Wichtiger Austausch: Über 140 Besucher:innen nutzten den ‚Datenfabrik.NRW Experience Day‘ bei Schmitz Cargobull, um sich über die Lösungen aus dem Projekt zu informieren.

51 Anwendungen, eine Lehre: KI darf kein Pilot bleiben

 Die Datenfabrik hat gezeigt, dass KI-Anwendungen nicht im Versuch steckenbleiben müssen, sondern auch zur Umsetzung kommen können. 51 Use Cases in realen Fabriken und ein klares Vorgehensmodell für den Transfer machen aus einzelnen Projekten wiederkehrende Lösungen, die sich zudem in andere Unternehmen übertragen lassen.

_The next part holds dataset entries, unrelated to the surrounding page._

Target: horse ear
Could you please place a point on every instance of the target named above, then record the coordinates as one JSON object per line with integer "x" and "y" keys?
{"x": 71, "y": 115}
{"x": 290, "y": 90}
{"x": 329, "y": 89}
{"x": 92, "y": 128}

Strahlkraft über die Standorte hinaus

 Auch die Kompetenzplattform KI.NRW hebt die Bedeutung hervor: „In der Datenfabrik.NRW kommen KI-Systeme unmittelbar in Fabrikplanung, Produktion, Logistik und Unternehmensarchitektur zum Einsatz. Die Partner zeigen: KI ist keine Zukunftsmusik, sondern schon heute eine große Hilfe für Unternehmen. In dem Projekt sehen wir einen starken Transfer aus der Forschung in die Anwendung“, sagt Dr. Christian Temath, Geschäftsführer von KI.NRW. KI.NRW hat die Datenfabrik.NRW in ihre Flagship-Initiative aufgenommen, bei der Sichtbarmachung der Projektergebnisse unterstützt und Projektmitarbeitende mit KI-Expert*innen aus anderen Umfeldern vernetzt. KI.NRW-Flagships sind hochinnovative und anwendungsbezogene KI-Projekte in Einzel- und Verbundvorhaben aus unterschiedlichen Branchen, wie Handel, Produktion, Handwerk und Gesundheit.

Vom Leuchtturm in die Breite: Wie it’s OWL den Mittelstand erreicht

 In Zukunft sorgt it’s OWL dafür, dass die entwickelten Ansätze nicht in den Pilotwerken verharren, sondern für mittelständische Betriebe in NRW und darüber hinaus nutzbar werden. Gemeinsam mit den beteiligten Partnern bringt das Technologie-Netzwerk Künstliche Intelligenz vom Konzept in die Fabrikhalle. Unternehmen können dabei auf erprobte Methoden und Werkzeuge zurückgreifen, statt bei null anzufangen.